If there should be an excessive tendency of the vital action upward and downward, with vomiting and diarrhoea, cutting pains in the whole of the abdomen, with fetid flatulence and discharges of undigested food, Antimonium crudum is the best remedy even in the most obstinate and dangerous cases. Ipecacuanha corresponds more to a gastric derangement brought on by general causes, such as: weather, etc. (in opposition to a gastric derangement occasioned by specific influences, such as: fat food, etc.), when inclination to vomit is present, or when the nerves of the stomach are excessively sensitive and irritable, and the introduction of the least quantity of food into the stomach brings on the vomiting.

Remedies that affect the healthy organism in a similar manner, must necessarily correspond to similar morbid conditions; this is especially the case with remedies which antidote one another. It is for this reason that Tartarus emeticus, which antidotes both Ipec. and Puls., is a useful remedy in gastric fevers. This remedy deserves a preference when the following symptoms make their appearance: great drowsiness with the fever; reddish, itching rash on the trunk, especially the chest; violent vomiting and nausea day and night, yellow-brown diarrhoeic stools, with excessive cutting in the bowels.

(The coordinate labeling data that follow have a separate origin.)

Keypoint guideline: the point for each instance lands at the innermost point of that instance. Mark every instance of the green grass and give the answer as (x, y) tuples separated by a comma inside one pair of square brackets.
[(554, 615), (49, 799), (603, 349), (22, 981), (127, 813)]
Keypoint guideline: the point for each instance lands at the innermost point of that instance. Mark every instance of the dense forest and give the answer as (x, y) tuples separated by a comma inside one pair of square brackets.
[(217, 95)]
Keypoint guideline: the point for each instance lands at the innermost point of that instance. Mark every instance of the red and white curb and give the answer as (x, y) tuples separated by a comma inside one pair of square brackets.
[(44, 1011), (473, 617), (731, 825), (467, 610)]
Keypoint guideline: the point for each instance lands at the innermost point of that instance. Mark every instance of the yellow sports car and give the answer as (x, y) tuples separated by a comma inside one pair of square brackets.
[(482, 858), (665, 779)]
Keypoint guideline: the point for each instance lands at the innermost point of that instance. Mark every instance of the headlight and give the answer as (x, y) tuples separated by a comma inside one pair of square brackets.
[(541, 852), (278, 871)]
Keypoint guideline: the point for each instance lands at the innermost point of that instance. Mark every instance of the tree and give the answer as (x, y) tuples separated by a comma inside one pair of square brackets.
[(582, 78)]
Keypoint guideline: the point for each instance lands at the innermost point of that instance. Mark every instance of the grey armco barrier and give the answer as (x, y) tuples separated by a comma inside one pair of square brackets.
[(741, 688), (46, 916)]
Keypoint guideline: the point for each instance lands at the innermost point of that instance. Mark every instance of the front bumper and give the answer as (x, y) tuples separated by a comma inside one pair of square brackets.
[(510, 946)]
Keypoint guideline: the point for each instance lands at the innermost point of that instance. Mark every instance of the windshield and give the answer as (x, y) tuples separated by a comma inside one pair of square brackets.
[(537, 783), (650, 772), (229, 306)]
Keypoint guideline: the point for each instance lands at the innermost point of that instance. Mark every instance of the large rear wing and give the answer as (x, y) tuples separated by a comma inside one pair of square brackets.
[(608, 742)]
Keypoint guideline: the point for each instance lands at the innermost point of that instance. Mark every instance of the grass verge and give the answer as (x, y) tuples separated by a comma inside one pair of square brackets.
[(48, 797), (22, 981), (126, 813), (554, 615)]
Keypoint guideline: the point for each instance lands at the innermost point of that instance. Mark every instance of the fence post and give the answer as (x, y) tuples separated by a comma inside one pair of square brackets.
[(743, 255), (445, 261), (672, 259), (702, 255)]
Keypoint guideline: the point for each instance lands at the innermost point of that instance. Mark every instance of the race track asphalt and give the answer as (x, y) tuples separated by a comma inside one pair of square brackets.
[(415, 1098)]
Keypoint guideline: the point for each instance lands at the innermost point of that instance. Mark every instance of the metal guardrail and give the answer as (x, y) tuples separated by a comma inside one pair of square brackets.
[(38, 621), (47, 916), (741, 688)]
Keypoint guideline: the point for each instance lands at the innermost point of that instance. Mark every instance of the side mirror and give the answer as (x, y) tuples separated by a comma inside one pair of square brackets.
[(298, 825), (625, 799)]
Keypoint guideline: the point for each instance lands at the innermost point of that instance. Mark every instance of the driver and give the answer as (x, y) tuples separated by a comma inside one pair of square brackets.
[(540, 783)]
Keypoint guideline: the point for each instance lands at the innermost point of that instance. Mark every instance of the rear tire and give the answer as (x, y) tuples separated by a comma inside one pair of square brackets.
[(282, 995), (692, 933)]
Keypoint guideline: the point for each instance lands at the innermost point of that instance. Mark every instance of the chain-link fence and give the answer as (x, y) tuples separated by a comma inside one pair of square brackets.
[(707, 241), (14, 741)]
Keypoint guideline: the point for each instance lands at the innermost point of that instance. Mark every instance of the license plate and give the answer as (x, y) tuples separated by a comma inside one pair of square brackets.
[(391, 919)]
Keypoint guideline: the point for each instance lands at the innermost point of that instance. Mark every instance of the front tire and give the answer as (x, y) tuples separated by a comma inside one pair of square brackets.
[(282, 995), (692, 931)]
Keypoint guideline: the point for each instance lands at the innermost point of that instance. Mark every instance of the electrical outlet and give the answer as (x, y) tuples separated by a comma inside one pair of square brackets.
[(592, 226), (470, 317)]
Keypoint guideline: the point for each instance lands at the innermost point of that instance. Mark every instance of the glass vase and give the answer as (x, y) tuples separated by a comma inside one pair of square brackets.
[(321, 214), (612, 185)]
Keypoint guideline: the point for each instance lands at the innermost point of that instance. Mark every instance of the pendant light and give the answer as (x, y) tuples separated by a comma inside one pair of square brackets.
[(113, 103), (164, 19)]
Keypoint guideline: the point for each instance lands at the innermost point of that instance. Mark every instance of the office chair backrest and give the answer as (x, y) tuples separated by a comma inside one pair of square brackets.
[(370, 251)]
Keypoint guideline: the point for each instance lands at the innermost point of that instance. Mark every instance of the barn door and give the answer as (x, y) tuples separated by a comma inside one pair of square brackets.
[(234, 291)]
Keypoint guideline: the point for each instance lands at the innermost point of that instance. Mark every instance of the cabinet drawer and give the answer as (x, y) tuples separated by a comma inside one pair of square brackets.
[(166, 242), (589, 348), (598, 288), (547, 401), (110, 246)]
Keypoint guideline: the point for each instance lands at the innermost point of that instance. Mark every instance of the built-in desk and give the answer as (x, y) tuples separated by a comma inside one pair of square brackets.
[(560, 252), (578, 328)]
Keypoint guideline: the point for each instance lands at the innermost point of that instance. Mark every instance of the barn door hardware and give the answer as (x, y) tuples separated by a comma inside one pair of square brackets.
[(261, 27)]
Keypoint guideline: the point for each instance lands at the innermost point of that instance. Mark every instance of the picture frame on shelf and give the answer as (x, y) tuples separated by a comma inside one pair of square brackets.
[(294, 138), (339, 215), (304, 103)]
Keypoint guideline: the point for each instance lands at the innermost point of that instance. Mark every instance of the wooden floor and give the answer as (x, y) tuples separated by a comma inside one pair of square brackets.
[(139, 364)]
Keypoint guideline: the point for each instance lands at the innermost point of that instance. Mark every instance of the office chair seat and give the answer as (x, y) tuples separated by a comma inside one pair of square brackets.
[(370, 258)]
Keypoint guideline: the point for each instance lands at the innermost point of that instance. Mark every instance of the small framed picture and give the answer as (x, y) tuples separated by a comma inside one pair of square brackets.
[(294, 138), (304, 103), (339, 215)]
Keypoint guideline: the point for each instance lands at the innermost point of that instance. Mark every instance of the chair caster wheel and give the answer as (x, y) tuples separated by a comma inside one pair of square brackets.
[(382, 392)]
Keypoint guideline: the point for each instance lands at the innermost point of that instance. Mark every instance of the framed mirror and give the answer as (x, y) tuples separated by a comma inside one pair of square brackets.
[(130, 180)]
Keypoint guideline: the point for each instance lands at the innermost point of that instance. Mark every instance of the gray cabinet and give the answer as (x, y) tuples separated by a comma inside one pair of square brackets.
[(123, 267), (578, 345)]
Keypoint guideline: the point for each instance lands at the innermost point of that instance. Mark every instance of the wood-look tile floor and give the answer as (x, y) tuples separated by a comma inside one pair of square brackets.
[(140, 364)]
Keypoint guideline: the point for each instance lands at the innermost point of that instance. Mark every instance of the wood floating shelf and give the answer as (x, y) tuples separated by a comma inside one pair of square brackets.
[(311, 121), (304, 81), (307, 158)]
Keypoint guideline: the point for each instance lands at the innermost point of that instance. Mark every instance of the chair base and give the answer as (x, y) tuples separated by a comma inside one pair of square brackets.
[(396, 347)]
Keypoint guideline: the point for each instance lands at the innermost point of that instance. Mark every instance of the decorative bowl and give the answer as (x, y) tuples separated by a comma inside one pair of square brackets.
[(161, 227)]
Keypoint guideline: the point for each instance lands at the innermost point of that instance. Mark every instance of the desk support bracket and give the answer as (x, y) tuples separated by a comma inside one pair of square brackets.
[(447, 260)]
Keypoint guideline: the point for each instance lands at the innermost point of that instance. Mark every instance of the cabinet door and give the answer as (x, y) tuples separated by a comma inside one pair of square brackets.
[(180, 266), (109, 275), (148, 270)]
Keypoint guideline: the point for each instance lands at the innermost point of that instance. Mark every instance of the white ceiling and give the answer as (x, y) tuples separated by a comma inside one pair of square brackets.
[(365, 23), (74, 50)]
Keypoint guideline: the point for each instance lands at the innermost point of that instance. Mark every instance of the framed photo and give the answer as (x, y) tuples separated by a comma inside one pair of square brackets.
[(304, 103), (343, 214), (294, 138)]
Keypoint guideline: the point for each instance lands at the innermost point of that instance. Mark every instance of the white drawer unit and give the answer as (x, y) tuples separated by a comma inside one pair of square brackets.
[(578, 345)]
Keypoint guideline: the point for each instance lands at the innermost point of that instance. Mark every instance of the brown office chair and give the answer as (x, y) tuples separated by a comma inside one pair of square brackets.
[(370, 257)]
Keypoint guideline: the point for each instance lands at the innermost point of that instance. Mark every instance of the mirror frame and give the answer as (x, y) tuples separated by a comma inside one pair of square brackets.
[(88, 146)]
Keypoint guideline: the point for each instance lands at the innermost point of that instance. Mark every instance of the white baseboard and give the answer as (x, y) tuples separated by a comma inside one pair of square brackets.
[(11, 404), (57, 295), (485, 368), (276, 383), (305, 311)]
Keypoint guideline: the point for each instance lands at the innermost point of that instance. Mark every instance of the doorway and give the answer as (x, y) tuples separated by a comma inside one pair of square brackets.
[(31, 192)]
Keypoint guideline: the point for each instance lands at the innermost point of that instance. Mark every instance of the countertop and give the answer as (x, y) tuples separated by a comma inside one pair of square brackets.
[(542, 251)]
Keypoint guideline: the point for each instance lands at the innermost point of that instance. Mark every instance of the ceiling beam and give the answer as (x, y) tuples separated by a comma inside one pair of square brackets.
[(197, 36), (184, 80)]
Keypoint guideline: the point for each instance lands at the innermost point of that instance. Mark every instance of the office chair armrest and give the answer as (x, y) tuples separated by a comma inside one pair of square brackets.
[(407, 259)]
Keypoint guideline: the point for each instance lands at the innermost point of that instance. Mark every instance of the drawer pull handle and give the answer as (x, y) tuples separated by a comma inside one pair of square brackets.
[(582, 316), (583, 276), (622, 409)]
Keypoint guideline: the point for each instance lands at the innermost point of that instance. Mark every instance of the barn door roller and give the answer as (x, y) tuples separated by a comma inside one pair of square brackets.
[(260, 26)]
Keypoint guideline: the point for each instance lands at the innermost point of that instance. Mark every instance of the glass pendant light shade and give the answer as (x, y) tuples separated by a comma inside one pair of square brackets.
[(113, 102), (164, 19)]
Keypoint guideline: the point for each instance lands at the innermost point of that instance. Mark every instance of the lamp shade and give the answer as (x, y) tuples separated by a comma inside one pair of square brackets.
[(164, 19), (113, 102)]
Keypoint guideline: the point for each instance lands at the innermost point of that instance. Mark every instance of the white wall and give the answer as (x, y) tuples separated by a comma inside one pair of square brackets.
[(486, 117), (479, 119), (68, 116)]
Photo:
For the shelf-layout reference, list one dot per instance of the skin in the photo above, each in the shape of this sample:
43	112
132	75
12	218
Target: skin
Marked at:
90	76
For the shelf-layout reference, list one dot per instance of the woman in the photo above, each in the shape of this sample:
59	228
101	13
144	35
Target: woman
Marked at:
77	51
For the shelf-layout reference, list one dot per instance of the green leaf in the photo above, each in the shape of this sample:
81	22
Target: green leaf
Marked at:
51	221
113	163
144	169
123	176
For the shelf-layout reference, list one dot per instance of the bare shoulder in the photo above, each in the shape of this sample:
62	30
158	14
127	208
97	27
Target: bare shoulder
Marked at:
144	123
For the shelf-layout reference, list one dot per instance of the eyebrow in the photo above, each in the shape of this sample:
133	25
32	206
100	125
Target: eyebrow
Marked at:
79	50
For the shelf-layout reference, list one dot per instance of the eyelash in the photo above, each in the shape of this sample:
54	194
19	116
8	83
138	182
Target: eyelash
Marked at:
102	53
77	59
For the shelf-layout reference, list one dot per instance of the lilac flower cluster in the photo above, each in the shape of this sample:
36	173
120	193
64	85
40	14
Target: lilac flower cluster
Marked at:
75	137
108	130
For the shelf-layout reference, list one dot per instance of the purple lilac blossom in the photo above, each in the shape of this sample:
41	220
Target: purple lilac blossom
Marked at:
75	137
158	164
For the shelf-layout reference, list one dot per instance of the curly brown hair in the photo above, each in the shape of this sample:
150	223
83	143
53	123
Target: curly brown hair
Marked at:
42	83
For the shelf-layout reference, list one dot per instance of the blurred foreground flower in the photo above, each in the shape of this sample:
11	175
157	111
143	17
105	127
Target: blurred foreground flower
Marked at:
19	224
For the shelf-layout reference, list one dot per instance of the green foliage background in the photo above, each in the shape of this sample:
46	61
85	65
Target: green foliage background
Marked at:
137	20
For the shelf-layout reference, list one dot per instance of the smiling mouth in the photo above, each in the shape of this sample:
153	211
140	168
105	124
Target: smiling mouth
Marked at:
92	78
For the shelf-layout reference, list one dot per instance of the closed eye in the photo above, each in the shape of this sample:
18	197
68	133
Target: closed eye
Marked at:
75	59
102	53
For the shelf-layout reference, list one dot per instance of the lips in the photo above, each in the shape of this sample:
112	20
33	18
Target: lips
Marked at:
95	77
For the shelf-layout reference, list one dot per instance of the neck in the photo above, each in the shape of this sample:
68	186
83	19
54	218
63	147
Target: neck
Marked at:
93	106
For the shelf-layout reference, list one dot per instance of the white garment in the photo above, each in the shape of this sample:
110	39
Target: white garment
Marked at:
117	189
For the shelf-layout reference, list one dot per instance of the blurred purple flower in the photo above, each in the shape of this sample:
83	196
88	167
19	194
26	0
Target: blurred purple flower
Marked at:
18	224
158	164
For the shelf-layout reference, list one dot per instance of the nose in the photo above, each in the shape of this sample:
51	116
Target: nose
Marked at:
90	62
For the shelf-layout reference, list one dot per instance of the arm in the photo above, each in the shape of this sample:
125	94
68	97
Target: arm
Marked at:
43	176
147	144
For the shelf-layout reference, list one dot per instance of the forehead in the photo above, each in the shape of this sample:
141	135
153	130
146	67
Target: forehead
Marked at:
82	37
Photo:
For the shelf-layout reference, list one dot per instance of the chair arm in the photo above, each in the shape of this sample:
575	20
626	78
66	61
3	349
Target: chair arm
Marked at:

Bryonia is a distinguished remedy in gastric fevers, which depend upon a double cause, cold and chagrin. It is indicated when the gastric derangement is accompanied by great febrile heat, mingled with slight chills, great debility, nightly exacerbation of the symptoms, when the patient is irritable and out of humour, and complains of a pressing pain in the forehead from within outward. These symptoms are accompanied by dry mouth and tongue, violent thirst, desire for acidulated drinks, pressure at the stomach, stinging in the liver when touching the region of that organ, or when coughing and taking a deep inspiration; empty retching, continuing for some time, and gradually increasing to a bilious vomiting after a good deal of hickuping (this shows that Bryonia is a good remedy in bilious fevers), accompanied with pinching, cutting colic, constipation being sometimes present. Bryonia deserves consideration when the gastric fever is complicated with rheumatism, and when the synochal fever threatens to assume a typhoid character.

Colocynth is on a par with Bryonia. It deserves a preference when the gastric fever was brought on by a fit of indignation, by deep mortification in consequence of humiliating treatment, and when it is accompanied with sleeplessness, violent heat, with a hot, dry skin, and a full accelerated pulse. The colocynth fever is likewise characterized by a pressing pain in the forehead, which is more violent in the recumbent posture than in walking. The gastric symptoms are not as intense as those indicating Bryonia. If vomiting be present, it is copious, and the ingesta are thrown off; the colic is generally very violent, is occasioned by eating the slightest quantity of food, and generally consists in a violent cutting, with chilliness and tearing in the lower limbs, and frequent yellow-greenish diarrhaeic stools. Colocynth is an excellent remedy, not only in gastric, but also in bilious fevers.